Title: CONTROLLED RELEASE OF VOLATILE LIQUIDS USING STARCH GEL MATRICES AND FILMS

Author
item Glenn, Gregory - Greg
item Klamczynski, Artur
item Shey, Justin
item Chiou, Bor-sen
item Holtman, Kevin
item Degrandi-hoffman, Gloria
item Wood, Delilah - De

Submitted to: Polymer International
Publication Type: Peer Reviewed Journal
Publication Acceptance Date: 2/2/2007
Publication Date: 4/4/2007
Citation: Glenn, G.M., Klamczynski, A., Shey, J., Chiou, B., Holtman, K.M., Hoffman, G.D., Wood, D.F. 2007. Controlled release of volatile liquids using starch gel matrices and films. Polymers for advanced technologies. 18 (8): 636:642. (2007)

Interpretive Summary: The controlled release of volatile, agrochemicals is critical in developing approaches to pest control that are economically viable and environmentally sound. Dispensing systems that are made of materials that degrade in agricultural environments when they are spent offer distinct advantages over non-degrading systems that must be collected from the field when their functional life is over. The present study describes the use of starch gels and foams along with biobased films and coatings to control the release of a volatile liquid, 2-heptanone, which has miticidal properties.

Technical Abstract: Varroa destructor is a parasitic mite that is threatening the honeybee industry in many parts of the world. 2-Heptanone, a natural product made in the mandibular glands of bees, is effective in controlling mite populations in honeybee colonies, especially when released over a 40 day period.

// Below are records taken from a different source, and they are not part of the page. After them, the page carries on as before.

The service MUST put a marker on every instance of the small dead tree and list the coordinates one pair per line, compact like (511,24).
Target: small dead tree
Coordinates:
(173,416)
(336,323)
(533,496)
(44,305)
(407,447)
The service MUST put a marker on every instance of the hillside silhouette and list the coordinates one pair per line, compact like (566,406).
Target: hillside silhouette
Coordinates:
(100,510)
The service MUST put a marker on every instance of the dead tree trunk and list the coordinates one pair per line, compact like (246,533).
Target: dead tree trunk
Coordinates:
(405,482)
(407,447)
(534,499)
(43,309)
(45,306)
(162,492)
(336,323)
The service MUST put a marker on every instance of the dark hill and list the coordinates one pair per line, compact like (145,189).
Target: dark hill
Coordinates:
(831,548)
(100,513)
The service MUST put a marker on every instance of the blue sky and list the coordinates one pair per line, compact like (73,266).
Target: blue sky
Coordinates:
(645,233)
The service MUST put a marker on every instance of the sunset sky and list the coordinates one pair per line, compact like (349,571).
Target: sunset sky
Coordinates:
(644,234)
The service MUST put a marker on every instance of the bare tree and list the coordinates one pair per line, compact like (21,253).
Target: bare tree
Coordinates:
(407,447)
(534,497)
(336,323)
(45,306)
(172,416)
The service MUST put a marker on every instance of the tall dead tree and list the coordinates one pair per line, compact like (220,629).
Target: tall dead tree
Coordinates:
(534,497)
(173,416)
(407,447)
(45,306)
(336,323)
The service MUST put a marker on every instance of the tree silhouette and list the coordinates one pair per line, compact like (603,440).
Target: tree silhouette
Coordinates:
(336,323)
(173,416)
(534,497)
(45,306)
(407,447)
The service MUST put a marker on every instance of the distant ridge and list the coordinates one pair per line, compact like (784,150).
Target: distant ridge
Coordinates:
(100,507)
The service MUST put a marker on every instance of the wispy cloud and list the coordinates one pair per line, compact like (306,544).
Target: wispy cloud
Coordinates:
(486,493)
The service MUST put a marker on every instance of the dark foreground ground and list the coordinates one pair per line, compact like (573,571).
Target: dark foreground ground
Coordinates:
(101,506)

A starch gel containing three times its weight in 2-heptanone was prepared from starch-based microcellular foam (MCF). The gel had compressive, tensile and flexural strength values in the range of 0.56 to 1.9 MPa. 2-Heptanone quickly evaporated from non-laminated gels. However, when the gel was laminated with different polymeric films, a wide range in the release rates was achieved. The most promising film was a starch/glycerol film that released 50% of the 2-heptanone (T50) in approximately 16 days. Starch films had the added advantage that other carbohydrate feeding attractants that are also inherently degradable could be easily blended into the film.